Project Overview and Methodology
The project leverages the strengths of two powerful tools—GAMS for optimization modeling and MATLAB Simulink for dynamic system simulation. The methodology is structured as follows:
  • Uncertainty Identification :
    Key uncertainties in demand and renewable generation are identified and characterized.
  • Mathematical Modeling :
    Robust optimization models are developed in GAMS to manage identified uncertainties effectively.
  • Dynamic Simulation :
    Developed optimization solutions are dynamically validated within MATLAB Simulink.
Suggested Figure: Schematic of integrated GAMS-MATLAB Simulink workflow.
Handling Uncertainty in Power Systems
Addressing uncertainty involves robust optimization, where the primary goal is to optimize system performance while accommodating variations. Key uncertainty management strategies in this project include:
  • Scenario-Based Approach :
    Creating diverse operational scenarios capturing potential uncertainty variations.
  • Robust Optimization :
    Formulating optimization problems to minimize worst-case scenario impacts.
  • Sensitivity Analysis :
    Evaluating system response under various uncertainty levels.
Suggested Figure: Illustration of scenario-based optimization approach.
Optimization with GAMS
GAMS facilitates comprehensive and flexible optimization problem formulations, crucial for addressing complex power system uncertainties. This involves:
  • Defining objective functions that minimize operational costs while maintaining reliability.
  • Incorporating constraints to capture system limitations and operational requirements.
  • Performing optimization under multiple scenarios to ensure robust solutions.

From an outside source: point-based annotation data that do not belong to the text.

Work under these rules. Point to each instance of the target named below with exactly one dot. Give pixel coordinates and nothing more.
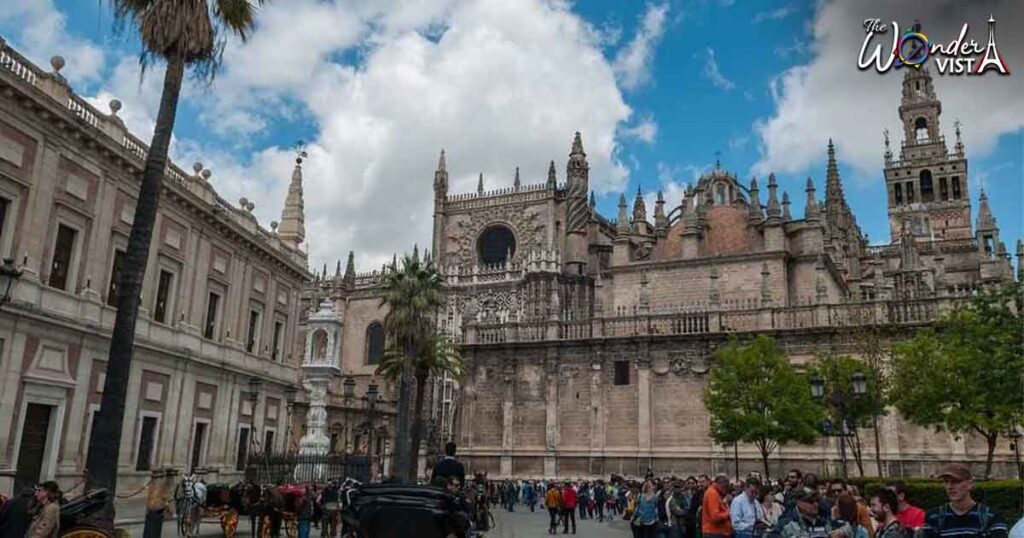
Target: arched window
(375, 342)
(921, 129)
(927, 194)
(496, 245)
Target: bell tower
(927, 185)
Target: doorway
(33, 448)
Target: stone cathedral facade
(590, 338)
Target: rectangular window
(146, 441)
(252, 337)
(163, 295)
(242, 456)
(211, 315)
(622, 372)
(279, 330)
(64, 249)
(112, 290)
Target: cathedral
(589, 338)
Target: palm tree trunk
(414, 449)
(101, 461)
(401, 462)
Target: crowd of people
(799, 506)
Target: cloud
(829, 96)
(712, 72)
(772, 14)
(645, 130)
(633, 61)
(497, 84)
(41, 33)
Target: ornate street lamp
(8, 278)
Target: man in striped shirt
(962, 516)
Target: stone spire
(293, 229)
(440, 176)
(660, 221)
(755, 208)
(811, 208)
(985, 218)
(639, 208)
(624, 220)
(834, 185)
(349, 277)
(774, 210)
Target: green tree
(754, 395)
(841, 401)
(965, 374)
(412, 294)
(182, 34)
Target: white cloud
(828, 96)
(645, 130)
(497, 84)
(633, 60)
(772, 14)
(714, 74)
(41, 33)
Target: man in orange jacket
(715, 521)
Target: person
(771, 506)
(745, 512)
(846, 511)
(809, 523)
(644, 520)
(714, 510)
(568, 507)
(909, 515)
(17, 515)
(678, 510)
(962, 515)
(46, 523)
(885, 505)
(448, 467)
(553, 501)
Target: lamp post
(8, 278)
(290, 392)
(838, 400)
(1015, 445)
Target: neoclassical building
(217, 343)
(590, 338)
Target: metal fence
(291, 467)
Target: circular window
(496, 245)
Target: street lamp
(8, 277)
(847, 427)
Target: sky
(659, 90)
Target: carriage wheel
(229, 523)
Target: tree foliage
(755, 396)
(965, 375)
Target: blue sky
(659, 90)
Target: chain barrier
(135, 493)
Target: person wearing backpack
(962, 516)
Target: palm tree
(182, 34)
(436, 356)
(411, 294)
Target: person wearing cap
(911, 516)
(962, 516)
(809, 523)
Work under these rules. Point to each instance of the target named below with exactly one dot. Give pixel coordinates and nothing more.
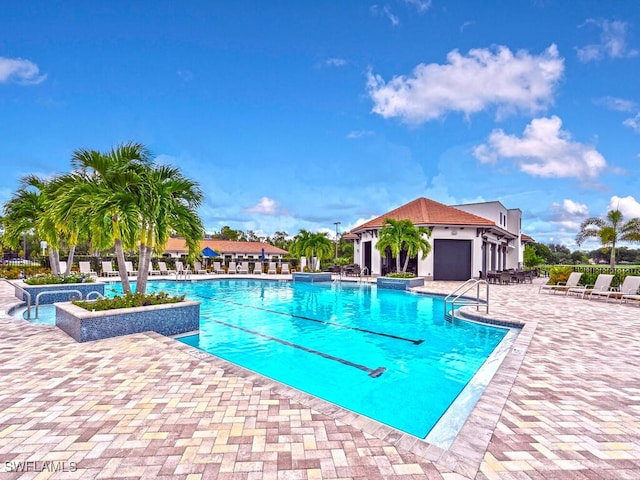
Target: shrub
(400, 275)
(559, 273)
(129, 301)
(50, 279)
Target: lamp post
(336, 224)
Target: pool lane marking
(382, 334)
(373, 372)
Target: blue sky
(299, 114)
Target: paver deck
(564, 404)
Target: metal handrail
(49, 292)
(24, 292)
(469, 284)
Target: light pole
(336, 224)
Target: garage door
(451, 259)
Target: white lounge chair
(162, 267)
(217, 268)
(571, 282)
(85, 269)
(130, 270)
(603, 284)
(108, 271)
(153, 271)
(628, 289)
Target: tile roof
(425, 212)
(176, 244)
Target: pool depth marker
(381, 334)
(373, 372)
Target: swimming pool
(385, 354)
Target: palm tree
(312, 245)
(399, 235)
(610, 231)
(26, 211)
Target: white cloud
(359, 134)
(544, 150)
(20, 71)
(421, 5)
(469, 84)
(617, 104)
(613, 42)
(629, 206)
(335, 62)
(266, 206)
(633, 122)
(385, 11)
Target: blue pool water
(389, 355)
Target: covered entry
(452, 259)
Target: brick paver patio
(565, 404)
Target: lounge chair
(571, 282)
(130, 270)
(628, 289)
(153, 271)
(162, 267)
(603, 284)
(217, 267)
(85, 269)
(107, 270)
(197, 268)
(181, 269)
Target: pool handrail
(54, 291)
(469, 284)
(24, 292)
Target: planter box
(59, 292)
(399, 283)
(312, 277)
(167, 319)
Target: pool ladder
(458, 298)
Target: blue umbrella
(207, 252)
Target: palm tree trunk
(72, 251)
(612, 260)
(406, 263)
(54, 261)
(122, 269)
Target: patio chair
(571, 282)
(217, 267)
(85, 269)
(197, 268)
(108, 271)
(162, 267)
(181, 269)
(603, 284)
(628, 289)
(243, 268)
(153, 271)
(130, 270)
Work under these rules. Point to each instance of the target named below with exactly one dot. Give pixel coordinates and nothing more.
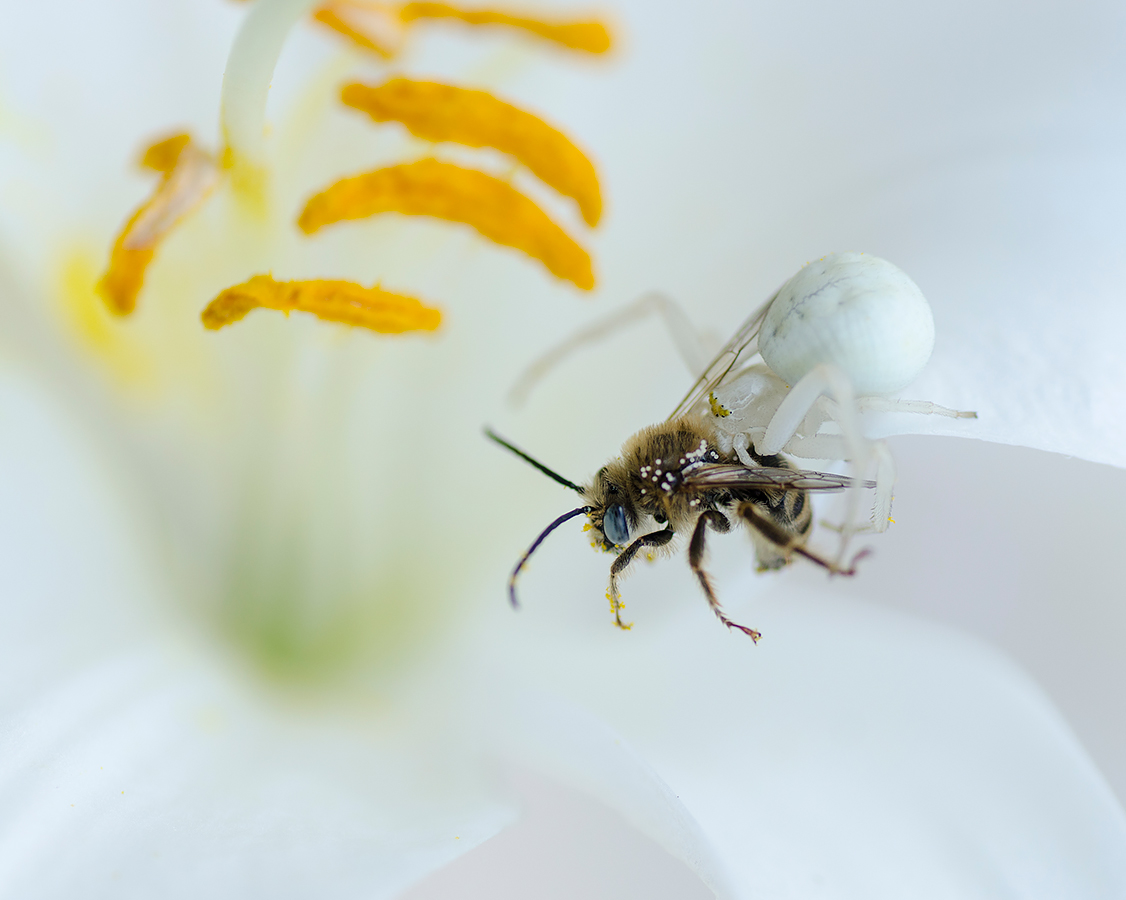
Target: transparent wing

Suggested Figure: Example GAMS optimization model structure.
Dynamic Validation with MATLAB Simulink
Optimized solutions derived from GAMS are rigorously tested within MATLAB Simulink to ensure they perform effectively under realistic conditions:
  • Simulink simulations validate system stability, voltage regulation, and frequency control under uncertain conditions.
  • Real-time simulation scenarios help demonstrate the practical viability of optimized solutions.
Suggested Figure: Dynamic simulation results demonstrating system stability under uncertainty.
Application Impact and Advantages
The project's approach offers significant operational benefits to power systems:
  • Improved Reliability :
    Minimizing disruptions caused by uncertainties, enhancing overall system reliability.
  • Cost Efficiency :
    Reducing operational and contingency costs through proactive optimization.
  • Sustainable Integration :
    Better management and integration of renewable energy sources.
Additional Suggested Visual: Comparative analysis chart showing performance improvements before and after optimization.
Conclusion
This project successfully demonstrates how integrating robust optimization strategies with dynamic validation can significantly mitigate uncertainties in power system operations. By employing GAMS and MATLAB Simulink synergistically, the developed framework enhances reliability, reduces costs, and promotes sustainable energy integration, making it a valuable approach for modern power system management.